On Thursday, Russia and the U.S. completed their largest prisoner swap since the Cold War, which saw the release of high-profile detainees like The Wall Street Journal reporter Evan Gershkovich and former Marine Paul Whelan. However, Marc Fogel and as many as 19 other Americans remain detained under what the U.S. deems dubious circumstances.
The oversight by the Biden administration has particularly stung Maphine Fogel, who noted that while celebrities like WNBA star Brittney Griner have garnered significant attention and advocacy from U.S. officials, ordinary citizens seem forgotten.
“I have not heard anything from President Biden or even anybody in the State Department,” Fogel lamented. This sense of abandonment is contrasted by her interaction with former President Donald Trump, who, during a meeting before a rally in Butler, Pennsylvania, reassured her of his commitment to secure Marc’s release if reelected. The rally was later disrupted by an assassination attempt on Trump, with Fogel in close proximity, about 25 feet away from the incident.
The prisoner swap involved 16 people released by Moscow in exchange for eight Russians held in the U.S. and Europe.
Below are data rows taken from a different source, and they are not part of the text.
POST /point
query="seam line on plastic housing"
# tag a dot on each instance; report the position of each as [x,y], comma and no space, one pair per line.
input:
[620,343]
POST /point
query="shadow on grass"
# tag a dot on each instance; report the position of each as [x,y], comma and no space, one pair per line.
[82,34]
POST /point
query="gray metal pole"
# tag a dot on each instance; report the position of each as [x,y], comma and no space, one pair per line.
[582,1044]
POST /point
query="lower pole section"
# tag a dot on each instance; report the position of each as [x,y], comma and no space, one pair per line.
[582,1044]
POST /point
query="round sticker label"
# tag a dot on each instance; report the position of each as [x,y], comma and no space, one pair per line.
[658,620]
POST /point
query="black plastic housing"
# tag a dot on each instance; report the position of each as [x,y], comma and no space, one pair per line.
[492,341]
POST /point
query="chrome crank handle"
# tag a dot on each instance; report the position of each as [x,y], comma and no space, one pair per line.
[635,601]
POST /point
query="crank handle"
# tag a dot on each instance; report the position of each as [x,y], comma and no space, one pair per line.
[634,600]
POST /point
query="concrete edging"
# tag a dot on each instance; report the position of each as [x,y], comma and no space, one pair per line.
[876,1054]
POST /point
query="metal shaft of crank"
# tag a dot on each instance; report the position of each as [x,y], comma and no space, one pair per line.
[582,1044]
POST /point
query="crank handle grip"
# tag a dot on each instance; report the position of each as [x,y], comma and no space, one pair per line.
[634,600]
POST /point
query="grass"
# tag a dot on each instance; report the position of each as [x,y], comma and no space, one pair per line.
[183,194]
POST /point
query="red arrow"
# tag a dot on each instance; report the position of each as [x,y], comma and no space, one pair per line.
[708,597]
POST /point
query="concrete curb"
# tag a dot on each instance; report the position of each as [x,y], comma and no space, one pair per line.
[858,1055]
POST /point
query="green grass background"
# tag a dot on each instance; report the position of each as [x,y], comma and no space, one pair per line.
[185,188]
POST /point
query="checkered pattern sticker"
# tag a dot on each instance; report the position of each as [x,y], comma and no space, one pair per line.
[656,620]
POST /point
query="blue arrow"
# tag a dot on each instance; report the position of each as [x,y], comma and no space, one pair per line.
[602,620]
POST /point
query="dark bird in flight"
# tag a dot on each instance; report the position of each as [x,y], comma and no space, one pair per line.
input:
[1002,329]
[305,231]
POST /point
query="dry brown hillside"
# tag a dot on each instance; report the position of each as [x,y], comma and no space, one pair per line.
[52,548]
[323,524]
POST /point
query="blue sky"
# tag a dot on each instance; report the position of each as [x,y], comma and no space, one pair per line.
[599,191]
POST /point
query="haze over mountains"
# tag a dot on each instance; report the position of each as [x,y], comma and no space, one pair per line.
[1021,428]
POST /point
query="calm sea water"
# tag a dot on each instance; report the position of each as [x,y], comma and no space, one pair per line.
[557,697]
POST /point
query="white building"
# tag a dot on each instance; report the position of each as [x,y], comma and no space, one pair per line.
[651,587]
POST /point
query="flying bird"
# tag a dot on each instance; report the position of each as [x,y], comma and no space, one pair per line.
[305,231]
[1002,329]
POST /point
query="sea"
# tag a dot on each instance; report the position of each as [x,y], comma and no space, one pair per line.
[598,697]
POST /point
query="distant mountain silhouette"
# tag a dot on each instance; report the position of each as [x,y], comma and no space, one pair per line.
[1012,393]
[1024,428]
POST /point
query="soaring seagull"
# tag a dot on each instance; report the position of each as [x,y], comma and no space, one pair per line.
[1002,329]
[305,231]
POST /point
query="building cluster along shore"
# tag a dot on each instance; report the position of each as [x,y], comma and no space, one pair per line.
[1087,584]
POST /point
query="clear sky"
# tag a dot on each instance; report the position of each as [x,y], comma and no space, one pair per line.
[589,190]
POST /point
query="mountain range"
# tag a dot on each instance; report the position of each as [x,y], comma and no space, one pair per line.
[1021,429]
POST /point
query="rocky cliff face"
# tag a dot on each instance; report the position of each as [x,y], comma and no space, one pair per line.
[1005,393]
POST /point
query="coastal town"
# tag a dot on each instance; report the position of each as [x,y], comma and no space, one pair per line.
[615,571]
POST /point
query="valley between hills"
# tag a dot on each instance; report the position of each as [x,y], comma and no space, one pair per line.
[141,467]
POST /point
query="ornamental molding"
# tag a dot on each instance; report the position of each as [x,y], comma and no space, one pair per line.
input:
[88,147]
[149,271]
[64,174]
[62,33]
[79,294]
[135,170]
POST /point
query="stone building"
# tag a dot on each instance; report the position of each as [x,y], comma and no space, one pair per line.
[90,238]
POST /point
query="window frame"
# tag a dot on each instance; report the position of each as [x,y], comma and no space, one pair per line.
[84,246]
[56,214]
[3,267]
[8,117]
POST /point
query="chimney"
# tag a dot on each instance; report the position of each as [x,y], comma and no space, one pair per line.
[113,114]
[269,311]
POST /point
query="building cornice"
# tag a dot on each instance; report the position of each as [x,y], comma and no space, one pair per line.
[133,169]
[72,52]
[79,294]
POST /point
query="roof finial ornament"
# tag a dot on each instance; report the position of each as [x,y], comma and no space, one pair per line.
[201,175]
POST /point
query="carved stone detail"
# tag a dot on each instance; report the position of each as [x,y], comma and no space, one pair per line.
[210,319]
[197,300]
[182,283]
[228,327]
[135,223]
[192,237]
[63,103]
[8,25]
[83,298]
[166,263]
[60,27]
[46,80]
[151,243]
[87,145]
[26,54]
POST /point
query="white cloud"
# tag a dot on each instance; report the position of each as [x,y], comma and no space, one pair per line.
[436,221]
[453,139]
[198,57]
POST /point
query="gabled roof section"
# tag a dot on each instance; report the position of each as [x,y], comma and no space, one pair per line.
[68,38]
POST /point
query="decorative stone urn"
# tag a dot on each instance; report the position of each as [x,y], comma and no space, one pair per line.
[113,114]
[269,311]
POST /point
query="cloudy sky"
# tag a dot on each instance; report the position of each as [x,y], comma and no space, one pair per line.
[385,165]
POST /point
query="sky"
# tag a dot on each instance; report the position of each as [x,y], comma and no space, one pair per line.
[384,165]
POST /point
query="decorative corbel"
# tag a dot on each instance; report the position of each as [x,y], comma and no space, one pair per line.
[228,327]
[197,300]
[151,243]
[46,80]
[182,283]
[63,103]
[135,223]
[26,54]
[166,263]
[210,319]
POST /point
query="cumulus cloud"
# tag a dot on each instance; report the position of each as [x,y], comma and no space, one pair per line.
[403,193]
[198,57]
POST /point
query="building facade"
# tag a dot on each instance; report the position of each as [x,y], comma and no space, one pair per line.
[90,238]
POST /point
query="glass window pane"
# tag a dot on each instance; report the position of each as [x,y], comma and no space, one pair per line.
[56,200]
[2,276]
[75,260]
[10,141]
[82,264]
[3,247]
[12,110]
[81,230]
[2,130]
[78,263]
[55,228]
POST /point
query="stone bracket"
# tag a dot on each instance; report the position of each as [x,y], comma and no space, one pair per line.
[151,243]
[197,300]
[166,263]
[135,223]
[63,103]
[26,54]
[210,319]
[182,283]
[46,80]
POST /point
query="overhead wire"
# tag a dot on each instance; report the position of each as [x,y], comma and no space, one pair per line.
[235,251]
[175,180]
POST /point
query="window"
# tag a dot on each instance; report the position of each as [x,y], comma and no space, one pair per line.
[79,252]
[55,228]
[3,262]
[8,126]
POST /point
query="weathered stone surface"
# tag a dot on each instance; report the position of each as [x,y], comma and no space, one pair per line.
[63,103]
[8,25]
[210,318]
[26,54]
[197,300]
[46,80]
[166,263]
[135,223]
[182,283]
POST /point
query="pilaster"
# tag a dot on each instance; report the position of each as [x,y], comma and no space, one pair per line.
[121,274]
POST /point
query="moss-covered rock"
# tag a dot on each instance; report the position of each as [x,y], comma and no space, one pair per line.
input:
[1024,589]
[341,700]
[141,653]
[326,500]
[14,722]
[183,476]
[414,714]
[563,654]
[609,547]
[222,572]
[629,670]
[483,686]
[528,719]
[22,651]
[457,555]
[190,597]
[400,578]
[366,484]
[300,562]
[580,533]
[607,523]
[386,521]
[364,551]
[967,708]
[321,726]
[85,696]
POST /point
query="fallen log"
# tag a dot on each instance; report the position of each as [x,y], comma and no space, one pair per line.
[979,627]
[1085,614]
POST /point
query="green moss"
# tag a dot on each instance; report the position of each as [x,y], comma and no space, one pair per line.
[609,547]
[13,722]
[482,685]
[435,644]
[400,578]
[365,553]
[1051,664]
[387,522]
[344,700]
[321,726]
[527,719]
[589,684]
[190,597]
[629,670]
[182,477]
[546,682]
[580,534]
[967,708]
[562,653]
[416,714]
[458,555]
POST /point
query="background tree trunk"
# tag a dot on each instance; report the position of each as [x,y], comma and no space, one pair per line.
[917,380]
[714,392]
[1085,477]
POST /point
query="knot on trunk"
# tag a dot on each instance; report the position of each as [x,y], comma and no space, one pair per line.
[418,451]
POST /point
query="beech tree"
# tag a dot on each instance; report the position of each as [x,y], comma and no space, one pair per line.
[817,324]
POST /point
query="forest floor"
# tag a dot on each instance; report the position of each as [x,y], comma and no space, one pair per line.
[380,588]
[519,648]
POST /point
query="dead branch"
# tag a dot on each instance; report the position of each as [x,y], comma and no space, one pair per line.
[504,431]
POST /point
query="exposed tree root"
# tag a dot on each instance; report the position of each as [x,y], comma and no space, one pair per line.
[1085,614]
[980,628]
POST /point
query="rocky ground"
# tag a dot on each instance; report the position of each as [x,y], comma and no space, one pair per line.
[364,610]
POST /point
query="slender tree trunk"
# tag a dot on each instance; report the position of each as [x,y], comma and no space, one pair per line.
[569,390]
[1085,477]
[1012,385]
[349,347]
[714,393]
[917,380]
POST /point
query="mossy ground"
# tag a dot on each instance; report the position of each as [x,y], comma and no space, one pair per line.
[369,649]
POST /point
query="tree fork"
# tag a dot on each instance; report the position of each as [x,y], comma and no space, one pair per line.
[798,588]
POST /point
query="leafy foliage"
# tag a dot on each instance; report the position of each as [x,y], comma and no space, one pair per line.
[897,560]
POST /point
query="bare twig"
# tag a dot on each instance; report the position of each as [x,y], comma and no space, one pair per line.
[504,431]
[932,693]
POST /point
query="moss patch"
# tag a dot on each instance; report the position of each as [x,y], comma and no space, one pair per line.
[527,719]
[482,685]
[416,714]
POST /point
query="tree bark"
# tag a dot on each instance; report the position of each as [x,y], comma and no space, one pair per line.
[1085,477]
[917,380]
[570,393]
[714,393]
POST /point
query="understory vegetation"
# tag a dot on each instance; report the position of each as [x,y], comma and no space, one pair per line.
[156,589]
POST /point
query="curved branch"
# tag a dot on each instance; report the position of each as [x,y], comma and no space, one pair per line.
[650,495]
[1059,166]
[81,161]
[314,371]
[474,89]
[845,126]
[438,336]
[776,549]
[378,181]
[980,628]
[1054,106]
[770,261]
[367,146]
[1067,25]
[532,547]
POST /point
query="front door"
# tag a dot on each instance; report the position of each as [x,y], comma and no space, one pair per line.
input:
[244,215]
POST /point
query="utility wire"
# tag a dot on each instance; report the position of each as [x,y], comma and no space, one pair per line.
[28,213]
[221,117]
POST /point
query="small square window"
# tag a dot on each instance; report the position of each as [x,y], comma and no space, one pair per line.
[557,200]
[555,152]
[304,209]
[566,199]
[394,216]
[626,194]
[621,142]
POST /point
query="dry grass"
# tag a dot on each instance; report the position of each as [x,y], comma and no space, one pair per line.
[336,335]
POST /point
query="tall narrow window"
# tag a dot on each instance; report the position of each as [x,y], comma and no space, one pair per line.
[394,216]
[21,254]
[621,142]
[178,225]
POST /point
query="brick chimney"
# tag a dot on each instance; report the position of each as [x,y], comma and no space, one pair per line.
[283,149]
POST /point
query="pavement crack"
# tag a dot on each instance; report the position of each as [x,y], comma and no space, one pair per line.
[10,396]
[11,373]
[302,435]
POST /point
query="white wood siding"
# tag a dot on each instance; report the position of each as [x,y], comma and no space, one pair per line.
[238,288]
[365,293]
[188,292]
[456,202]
Yet, many like Marc Fogel were left behind, a strategy that Benjamin Gray of the James W. Foley Legacy Foundation interprets as Russia holding cards for future negotiations, according to the Journal.
“This is obviously a strategy of the Russian government to not completely clear the decks, to always have some cards to play later,” Gray was quoted as saying.
The U.S. State Department, through spokesman Vedant Patel, sought to reassure that the government’s efforts to free wrongfully detained Americans would persist. “To the American citizens who continue to be wrongfully detained or held hostage around the world, let me just be very clear that this government, this administration, is not going to stop working,” Patel was quoted as saying.
Among those still detained is Andre Khachatoorian, arrested during a layover in Moscow for carrying a declared firearm, and Ksenia Karelina, a dual citizen charged with treason for a minor financial contribution to a Ukrainian group.
The emotional toll on families is immense.
Lisa Hyland, Marc’s sister, described the process of piecing together information from news reports as soul-crushing when they realized Marc was not on a plane leaving Russia.
The lack of direct communication from U.S. officials only adds to their distress. “When asked, they provide general promises and assurances that they are doing everything they can, but those words are not backed by results,” the Journal quoted Hyland as saying.